お腹の底からじわじわとせり上がってくる愉悦が、ルヴィニアの抵抗を阻み、口づけに熱中させる。
「ん、その調子……このままもっと夢中になって」
「はぅ……んっ……ふ、ぁ……」
シズネの手並みはさすがの一言に尽きた。
彼の美貌に惹かれない女性はいないと言われているほどに人気の厚い騎士のようだし、やはり女性に慣れているのだろう。このままではこの男のキスの虜にさせられかねない、そう思ってしまうほどの技巧がある。
だからといって、こんなのはおかしい。ルヴィニアはどうしてもこの状況を認められなかった。
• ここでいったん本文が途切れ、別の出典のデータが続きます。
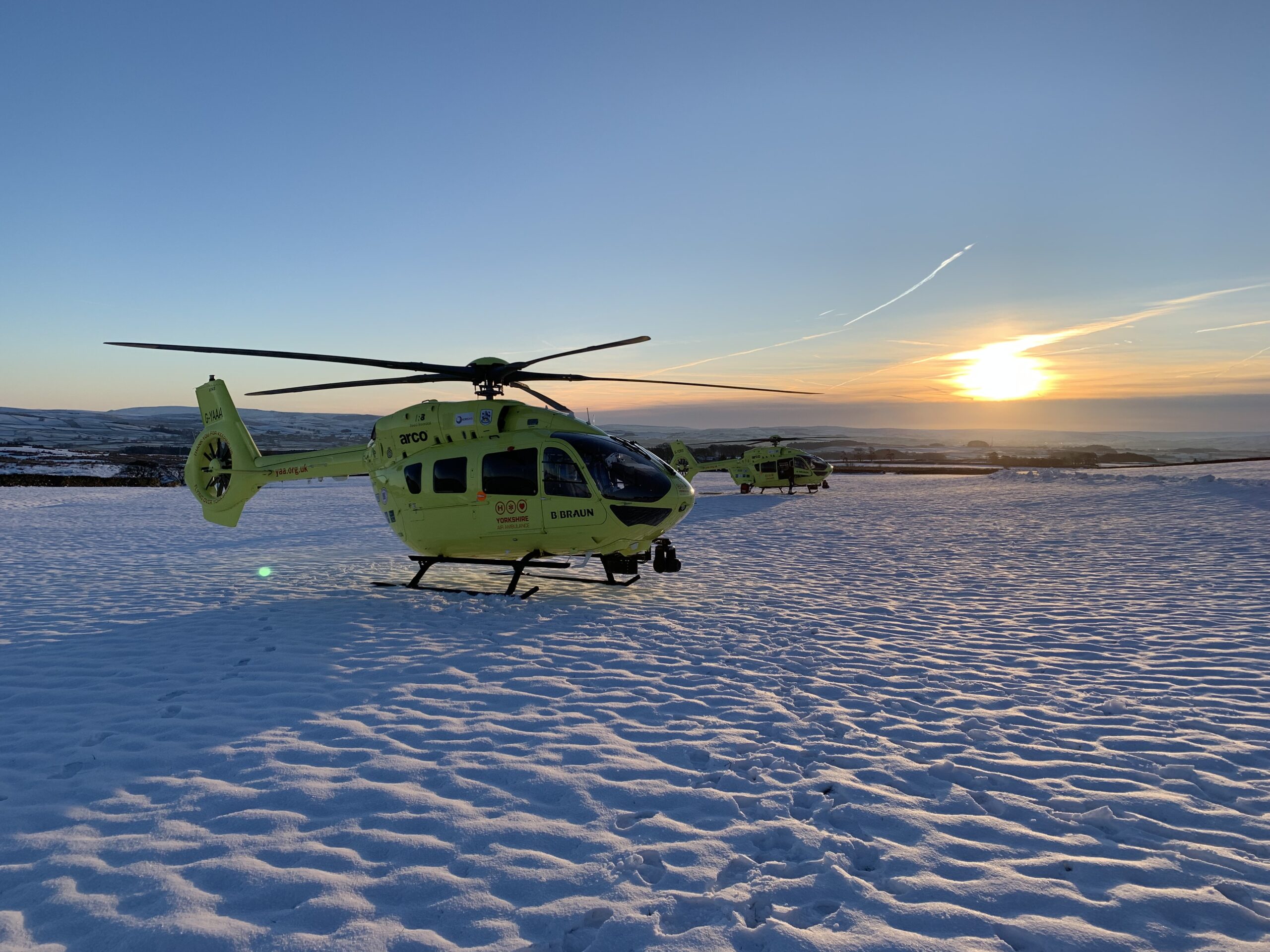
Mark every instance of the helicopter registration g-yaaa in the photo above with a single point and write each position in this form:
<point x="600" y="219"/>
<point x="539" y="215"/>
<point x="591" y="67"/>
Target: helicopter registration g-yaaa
<point x="487" y="481"/>
<point x="762" y="468"/>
何度でも言うが、苦手とする男の特徴をすべて持っていた男なのである。煩わしくて避けていた、そんな相手とのキスでいとも簡単に我を忘れるなんて信じられなかった。
残っていた理性がとろとろと溶かされていくのを実感する。箍が外れてしまえばもう最後、シズネの口づけに溺れるしかない。
(だめ……気持ちいい……)
本当にどうしてこうなってしまったのか──とろけた脳が思い出したのは、そもそもの原因。
ルヴィニアの男嫌いのきっかけを作った銀髪で長髪の──そして、シズネに負けないくらい美しい男を思い出しながら、彼の甘くとろけるようなキスに溺れていった。